Alternative credit repair options
You may want to consider credit counseling or a debt consolidation loan if you don’t think a credit repair is worth it. Credit counseling is similar to credit repair, while debt consolidation loans involve replacing your existing debt with a new loan.
How credit counseling works
Credit counseling may be offered by nonprofit counseling agencies free of charge, or for a fee by for-profit companies. You’re paired with a credit counselor who reviews your financial situation to come up with an action plan. In some cases, you may qualify for a debt management plan (DMP) that allows the agency to negotiate your debt on your behalf, similar to how a credit report company works.
How debt consolidation loans work
A debt consolidation loan is a personal loan used to pay off high-interest-rate debt. It can be especially useful for combining multiple credit cards and replacing them with one new loan at a fixed payment. You can pick terms ranging from one to seven years to fit your budget.
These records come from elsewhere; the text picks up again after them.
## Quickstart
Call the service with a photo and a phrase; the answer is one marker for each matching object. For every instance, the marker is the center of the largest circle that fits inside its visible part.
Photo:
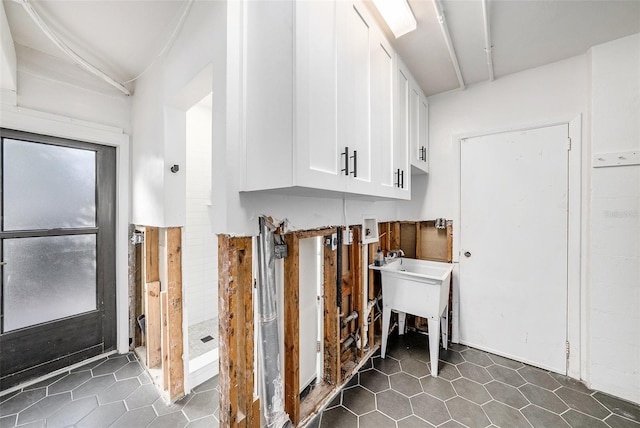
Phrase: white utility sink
(417, 287)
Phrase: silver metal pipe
(353, 315)
(272, 382)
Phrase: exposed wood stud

Because it’s an installment loan, using a debt consolidation loan to pay off credit card debt could reduce your credit utilization ratio and give you credit a nice bump. The drawbacks are fees that can be as high as 12 percent of your loan amount, while bad credit APRs go as high as 35.99 percent.
Bottom line
Repairing your credit can put you on track for a higher credit score, making it easier for you to qualify for other loans with favorable terms in the future. Using a credit repair company can make this process easier, but it also comes at a cost.
If you’re diligent enough, you can repair your credit on your own for free, but it will require a significant time commitment and disciplined follow up. It may be worth it to seek out credit counseling before you pursue a credit repair company to get an unbiased opinion of your financial outlook first.